# DongFeng 404G2 Exhaust system



## DongFeng Johnny (May 7, 2021)

I'm aiming to change exhaust system from low horizontal pipe to vertical pipe above cabin roof. Current system causes high volume of exhaust gas to enter cabin. Any advice if a pipe can be be supplied 'Off the Shelf'?


----------



## pogobill (Jan 31, 2012)

Welcome to the forum. Any research shows the many of these tractors had vertical exhaust systems. Should be easy to convert with off the shelf items.


----------



## XLENDI (Jul 22, 2019)

DongFeng Johnny said:


> I'm aiming to change exhaust system from low horizontal pipe to vertical pipe above cabin roof. Current system causes high volume of exhaust gas to enter cabin. Any advice if a pipe can be be supplied 'Off the Shelf'?

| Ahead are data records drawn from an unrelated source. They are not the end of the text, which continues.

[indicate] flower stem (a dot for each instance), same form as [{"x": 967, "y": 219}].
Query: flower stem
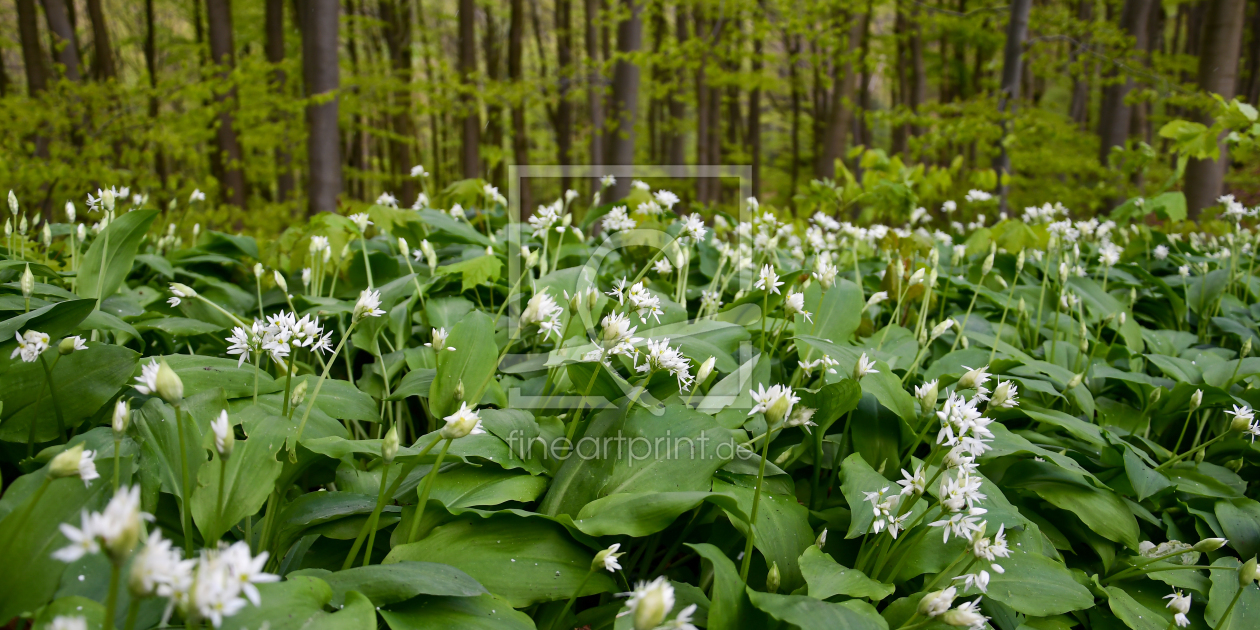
[
  {"x": 184, "y": 508},
  {"x": 568, "y": 604},
  {"x": 111, "y": 600},
  {"x": 369, "y": 526},
  {"x": 425, "y": 490},
  {"x": 756, "y": 502}
]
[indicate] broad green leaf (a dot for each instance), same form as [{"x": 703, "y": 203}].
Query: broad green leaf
[
  {"x": 82, "y": 382},
  {"x": 397, "y": 582},
  {"x": 299, "y": 604},
  {"x": 473, "y": 364},
  {"x": 432, "y": 612},
  {"x": 524, "y": 561},
  {"x": 640, "y": 514},
  {"x": 781, "y": 532},
  {"x": 110, "y": 256},
  {"x": 245, "y": 481},
  {"x": 827, "y": 577},
  {"x": 1240, "y": 518},
  {"x": 730, "y": 607},
  {"x": 810, "y": 614}
]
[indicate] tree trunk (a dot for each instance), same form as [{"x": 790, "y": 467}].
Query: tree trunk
[
  {"x": 515, "y": 73},
  {"x": 274, "y": 25},
  {"x": 625, "y": 91},
  {"x": 494, "y": 131},
  {"x": 1012, "y": 67},
  {"x": 218, "y": 15},
  {"x": 64, "y": 44},
  {"x": 151, "y": 66},
  {"x": 470, "y": 155},
  {"x": 565, "y": 78},
  {"x": 677, "y": 139},
  {"x": 1217, "y": 73},
  {"x": 843, "y": 88},
  {"x": 754, "y": 132},
  {"x": 1081, "y": 83},
  {"x": 103, "y": 63},
  {"x": 595, "y": 82},
  {"x": 397, "y": 30},
  {"x": 323, "y": 78},
  {"x": 1114, "y": 115}
]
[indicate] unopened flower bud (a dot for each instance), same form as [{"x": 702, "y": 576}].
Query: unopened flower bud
[
  {"x": 706, "y": 369},
  {"x": 1210, "y": 544},
  {"x": 299, "y": 395},
  {"x": 389, "y": 445},
  {"x": 28, "y": 282},
  {"x": 170, "y": 388},
  {"x": 121, "y": 416}
]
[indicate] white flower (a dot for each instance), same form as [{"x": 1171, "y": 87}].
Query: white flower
[
  {"x": 465, "y": 421},
  {"x": 616, "y": 219},
  {"x": 1178, "y": 604},
  {"x": 360, "y": 221},
  {"x": 68, "y": 623},
  {"x": 663, "y": 266},
  {"x": 29, "y": 345},
  {"x": 794, "y": 304},
  {"x": 767, "y": 280},
  {"x": 776, "y": 402},
  {"x": 863, "y": 367},
  {"x": 665, "y": 198},
  {"x": 649, "y": 602},
  {"x": 368, "y": 305},
  {"x": 693, "y": 227},
  {"x": 146, "y": 382}
]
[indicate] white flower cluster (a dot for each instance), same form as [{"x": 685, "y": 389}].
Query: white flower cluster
[
  {"x": 660, "y": 357},
  {"x": 279, "y": 337}
]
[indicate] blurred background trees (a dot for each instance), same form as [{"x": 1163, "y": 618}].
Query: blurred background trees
[{"x": 277, "y": 108}]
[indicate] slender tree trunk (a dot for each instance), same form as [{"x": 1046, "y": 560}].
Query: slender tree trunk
[
  {"x": 218, "y": 15},
  {"x": 323, "y": 78},
  {"x": 1114, "y": 115},
  {"x": 1217, "y": 73},
  {"x": 64, "y": 44},
  {"x": 494, "y": 131},
  {"x": 566, "y": 76},
  {"x": 103, "y": 52},
  {"x": 274, "y": 27},
  {"x": 470, "y": 155},
  {"x": 515, "y": 74},
  {"x": 754, "y": 132},
  {"x": 843, "y": 90},
  {"x": 595, "y": 82},
  {"x": 625, "y": 91},
  {"x": 1012, "y": 66},
  {"x": 154, "y": 106},
  {"x": 396, "y": 18},
  {"x": 1081, "y": 82}
]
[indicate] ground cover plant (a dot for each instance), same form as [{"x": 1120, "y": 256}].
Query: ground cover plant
[{"x": 618, "y": 415}]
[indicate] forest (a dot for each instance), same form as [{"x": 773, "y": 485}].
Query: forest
[
  {"x": 274, "y": 108},
  {"x": 629, "y": 315}
]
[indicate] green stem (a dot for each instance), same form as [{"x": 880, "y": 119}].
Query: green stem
[
  {"x": 371, "y": 523},
  {"x": 425, "y": 490},
  {"x": 111, "y": 600},
  {"x": 185, "y": 489},
  {"x": 568, "y": 604},
  {"x": 756, "y": 503},
  {"x": 310, "y": 402}
]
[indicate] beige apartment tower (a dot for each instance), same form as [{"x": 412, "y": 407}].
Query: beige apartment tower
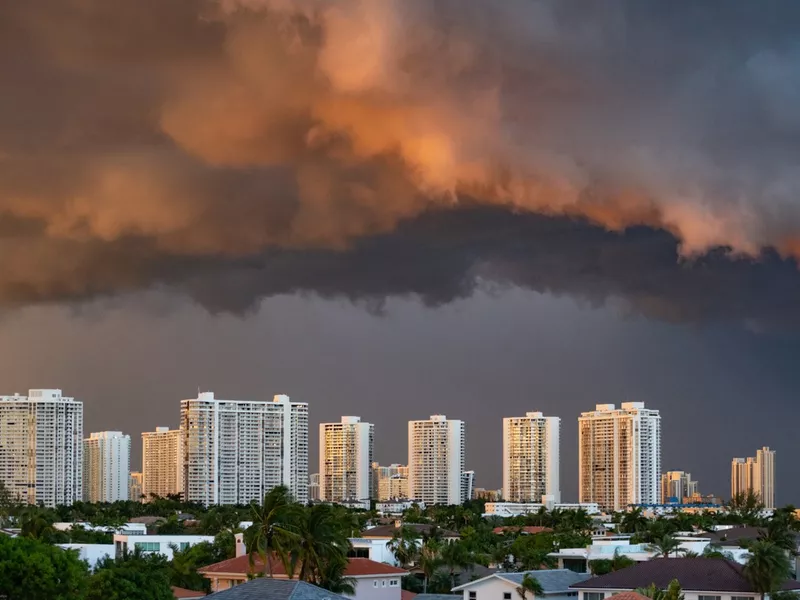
[
  {"x": 162, "y": 467},
  {"x": 619, "y": 456}
]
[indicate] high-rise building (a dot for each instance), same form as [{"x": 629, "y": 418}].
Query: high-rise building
[
  {"x": 236, "y": 451},
  {"x": 531, "y": 462},
  {"x": 619, "y": 456},
  {"x": 756, "y": 474},
  {"x": 106, "y": 466},
  {"x": 135, "y": 486},
  {"x": 162, "y": 463},
  {"x": 41, "y": 449},
  {"x": 677, "y": 485},
  {"x": 436, "y": 457},
  {"x": 345, "y": 460},
  {"x": 391, "y": 482}
]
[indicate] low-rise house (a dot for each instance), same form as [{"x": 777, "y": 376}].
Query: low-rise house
[
  {"x": 373, "y": 580},
  {"x": 605, "y": 547},
  {"x": 700, "y": 579},
  {"x": 162, "y": 544},
  {"x": 274, "y": 589},
  {"x": 503, "y": 586}
]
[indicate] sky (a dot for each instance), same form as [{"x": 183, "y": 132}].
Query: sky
[{"x": 400, "y": 207}]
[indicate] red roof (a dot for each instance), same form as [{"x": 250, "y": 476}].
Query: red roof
[
  {"x": 184, "y": 593},
  {"x": 529, "y": 529},
  {"x": 356, "y": 567}
]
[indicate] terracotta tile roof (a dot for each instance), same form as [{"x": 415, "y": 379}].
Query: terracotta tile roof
[
  {"x": 356, "y": 567},
  {"x": 694, "y": 574},
  {"x": 187, "y": 594},
  {"x": 529, "y": 529}
]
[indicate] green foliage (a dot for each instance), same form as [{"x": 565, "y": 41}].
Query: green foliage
[
  {"x": 132, "y": 576},
  {"x": 33, "y": 570}
]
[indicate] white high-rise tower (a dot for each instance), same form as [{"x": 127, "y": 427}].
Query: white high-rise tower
[
  {"x": 41, "y": 449},
  {"x": 235, "y": 451},
  {"x": 619, "y": 456},
  {"x": 106, "y": 466},
  {"x": 531, "y": 463},
  {"x": 345, "y": 460},
  {"x": 436, "y": 458}
]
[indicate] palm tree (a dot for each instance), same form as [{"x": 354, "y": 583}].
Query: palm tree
[
  {"x": 666, "y": 545},
  {"x": 404, "y": 545},
  {"x": 529, "y": 584},
  {"x": 270, "y": 533},
  {"x": 767, "y": 568}
]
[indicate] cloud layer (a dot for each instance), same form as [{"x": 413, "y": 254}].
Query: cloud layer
[{"x": 167, "y": 142}]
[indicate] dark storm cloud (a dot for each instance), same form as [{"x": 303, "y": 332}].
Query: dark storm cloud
[{"x": 236, "y": 149}]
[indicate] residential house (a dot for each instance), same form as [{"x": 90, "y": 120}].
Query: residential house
[
  {"x": 503, "y": 586},
  {"x": 700, "y": 579}
]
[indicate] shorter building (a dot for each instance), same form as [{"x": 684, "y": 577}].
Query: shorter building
[
  {"x": 607, "y": 546},
  {"x": 503, "y": 586},
  {"x": 285, "y": 589},
  {"x": 161, "y": 544},
  {"x": 516, "y": 509},
  {"x": 700, "y": 579},
  {"x": 373, "y": 580}
]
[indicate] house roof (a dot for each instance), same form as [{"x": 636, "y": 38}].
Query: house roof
[
  {"x": 529, "y": 529},
  {"x": 184, "y": 594},
  {"x": 275, "y": 589},
  {"x": 356, "y": 567},
  {"x": 551, "y": 580},
  {"x": 694, "y": 574},
  {"x": 387, "y": 531}
]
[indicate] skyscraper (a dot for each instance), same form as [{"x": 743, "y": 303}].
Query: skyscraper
[
  {"x": 106, "y": 466},
  {"x": 236, "y": 451},
  {"x": 531, "y": 463},
  {"x": 436, "y": 458},
  {"x": 162, "y": 463},
  {"x": 345, "y": 460},
  {"x": 619, "y": 456},
  {"x": 41, "y": 454},
  {"x": 756, "y": 474},
  {"x": 677, "y": 485}
]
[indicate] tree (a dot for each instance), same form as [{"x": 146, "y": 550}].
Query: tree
[
  {"x": 767, "y": 568},
  {"x": 269, "y": 535},
  {"x": 665, "y": 546},
  {"x": 33, "y": 570},
  {"x": 131, "y": 576},
  {"x": 529, "y": 584}
]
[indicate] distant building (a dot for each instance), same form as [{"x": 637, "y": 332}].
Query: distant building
[
  {"x": 235, "y": 451},
  {"x": 41, "y": 455},
  {"x": 619, "y": 456},
  {"x": 162, "y": 463},
  {"x": 436, "y": 456},
  {"x": 106, "y": 466},
  {"x": 531, "y": 464},
  {"x": 677, "y": 485},
  {"x": 135, "y": 486},
  {"x": 345, "y": 460},
  {"x": 755, "y": 474}
]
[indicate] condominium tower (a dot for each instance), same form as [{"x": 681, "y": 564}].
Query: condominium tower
[
  {"x": 619, "y": 456},
  {"x": 162, "y": 463},
  {"x": 436, "y": 461},
  {"x": 106, "y": 466},
  {"x": 531, "y": 458},
  {"x": 41, "y": 447},
  {"x": 755, "y": 474},
  {"x": 345, "y": 460},
  {"x": 235, "y": 451},
  {"x": 677, "y": 486}
]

What model engine do you have , engine models in our neck of the woods are .ZN490BT /TY395IT /ZN390T.
Cheers.Alex.


----------



## DongFeng Johnny (May 7, 2021)

ZN490


----------



## XLENDI (Jul 22, 2019)

DongFeng Johnny said:


> ZN490


HI can you send your email number mine is [email protected] , i am not trying to sell you parts,, will help you where i can. i get my parts direct from DF China, cost of parts is ridiculously low.
i can send you parts break down and numbers. That is what this forum is all about helping each other out. If it helps i can give you the contact in china no problem. i do not know how to do down loads and all the things people do with computers, Hence my office lass can scan and email to you. DHL china is cheap compared to our neck of the woods.
I head to the farm on the island of Santo on the 13/05 and be away a couple of weeks Cheers. Alex.


----------



## DongFeng Johnny (May 7, 2021)

Ok email soon: [email protected]


----------



## XLENDI (Jul 22, 2019)

DongFeng Johnny said:


> Ok email soon: [email protected]


INFO ON THE WAY TO YOU.


----------



## DongFeng Johnny (May 7, 2021)

No email has arrived yet. Would you please check the email address?


----------



## XLENDI (Jul 22, 2019)

DongFeng Johnny said:


> No email has arrived yet. Would you please check the email address?


YEP WRONG EMAIL NUMBER , ON THE WAY NOW., My age got a legitimate excuse..
cheers.


----------



## DongFeng Johnny (May 7, 2021)

No email yet


----------



## XLENDI (Jul 22, 2019)

DongFeng Johnny said:


> No email yet


Tried again now , i have resent 2 pic , but one at a time.. Cheers.


----------



## DongFeng Johnny (May 7, 2021)

Thanks scanned info arrived


----------